De la exposición de fotos de los atendidos en el centro de día. |
Juan Varga, jerezano de 50 años que comienza a salir del agujero al que le llevó su politoxicomanía durante años, sentencia cuando habla de ello: «La gente sin techo somos personas con sentimiento como los demás, nos duelen las cosas», explica. «Te puedes morir en la calle», dice y por ello insiste en que «mi deseo es que las personas se conciencien de que todos somos humanos, tenemos corazón y el derecho a una oportunidad».
Tiene tres hijos y tuvo compañera que lo echó a la calle hace ahora dos años. Entonces uno de sus vástagos decidió irse con él. Los otros están bajo la tutela de una pareja a la que Juan está muy agradecido: «Quiera Dios que algún día yo pueda agradecerles lo que están haciendo por ellos». El otro, junto a él, arrastra una experiencia que, afortunadamente, los acercó al albergue municipal, primero, y al centro de día El Salvador, despues.
Extutelados en la calle
El nuevo rostro del ‘sinhogarismo’ es, sin embargo, el de los chicos inmigrantes, procedentes de Marruecos buena parte de ellos, que fueron acogidos en centros de menores y que, al cumplir los 18 años, no reciben otro regalo de cumpleaños que ser puestos en la calle. Son jóvenes entre los 18 y los 21 años aquellos que, en el centro de día, se animan a contar su experiencia. Ellos mismos testimonian cómo puede salirse de esas situaciones.
Yamal Ahbbuod lleva cinco años en España y conoció la dureza de la calle tras su estancia en un centro de menores canario. Entre aquel regreso a Marruecos y su estancia actual en Jerez, con trabajo en una conocida empresa fabricante de picos y vivienda, ha llovido. «Ahora estoy bien pero antes me ha ido fatal, muy mal, porque estuve durmiendo en la calle», recuerda lamentando que «me encontré todas las puertas cerradas».
Mustafá Sidk cuenta con situación y edad (21 años) similar. Su caso, sin embargo, cuenta con una motivación especial: tiene pareja y un hijo que nació hace un mes. «He estado en un centro de acogida de mayores en El Puerto, que se llama Anide, pero también de ahí me tenía que ir», señala evocando como fue que tuvo que venir a Jerez «donde me ha estado ayudando un educador que habló con el centro de día», explica.
Para Yassin Bouchareb, su historia como inmigrante le llevó hasta Madrid. «Cuando la Policía me hizo la prueba de la edad decía que tenía 17 años y me llevaron a un centro de menores de Hortaleza, pero me escapé», recuerda. Sin documentación alguna y con otros papeles también perdidos («hacía lo que me daba la gana sin nadie que me dijera nada», reconoce), fue expatriado pero tampoco lo admitieron en territorio marroquí.

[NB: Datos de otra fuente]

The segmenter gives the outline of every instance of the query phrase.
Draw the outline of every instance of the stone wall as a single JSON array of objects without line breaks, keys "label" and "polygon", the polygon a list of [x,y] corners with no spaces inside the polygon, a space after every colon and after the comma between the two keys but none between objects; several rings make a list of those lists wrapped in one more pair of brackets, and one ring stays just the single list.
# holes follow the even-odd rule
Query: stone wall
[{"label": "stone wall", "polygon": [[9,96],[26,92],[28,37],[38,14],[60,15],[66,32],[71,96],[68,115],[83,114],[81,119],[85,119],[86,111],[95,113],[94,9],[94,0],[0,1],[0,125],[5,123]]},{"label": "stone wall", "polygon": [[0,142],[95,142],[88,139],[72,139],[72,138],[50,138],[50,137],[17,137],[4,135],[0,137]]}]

Othmane Boulehya, por su parte, solo tiene 18 años y ya lleva ocho en España. Apenas le ha dado tiempo a sufrir el efecto de un centro de menores que lo ponga en la calle. De eso ya se ocupó la familia. Una pelea entre sus padres lo trajo desde Granada. «Para estar en la calle hay que estar muy fuerte, es muy duro; en invierno la lluvia y el frío duelen», dice clamando que «no somos criminales por dormir en la calle, no matamos ni robamos».
Cuatro años estuvo en la calle Roberto Picardo, un gaditano de 43 años al que la droga tampoco dejó sin probar la dureza de no tener techo. «Aunque siempre buscamos achaques, la culpa la tengo yo porque no he solucioné un problema cuando ya me cree otro», reconoce. Para todos se abren esperanzas. Incluso el Parlamento Europeo se propuso acabar con el ‘sinhogarismo’ en 2015 y, aunque ello no ocurra, un nuevo noviembre nos recuerda estas historias.
Doce voluntarios les atienden en el centro de día El Salvador
También entre los voluntarios, una docena desarrolla su labor en el centro de día El Salvador, surgen los testimonios de un provecho de ida y vuelta: «Ellos tienen sus penas pero yo también les cuento las mías y ellos me consuelan», dice Conchi Soto, que hace seis años llegó para enseñarles a cogerse dobladillos y pegarse botones en la ropa que comenzaba a recibir y que era preciso que ellos mismos supiesen arreglarse.
Ahora les enseña a cocinar, no en balde son cada vez más los que comienzan a habitar pisos cedidos en los que comienzan una nueva vida. «Viéndolos a ellos yo ya no me quejo de nada», dice Conchi.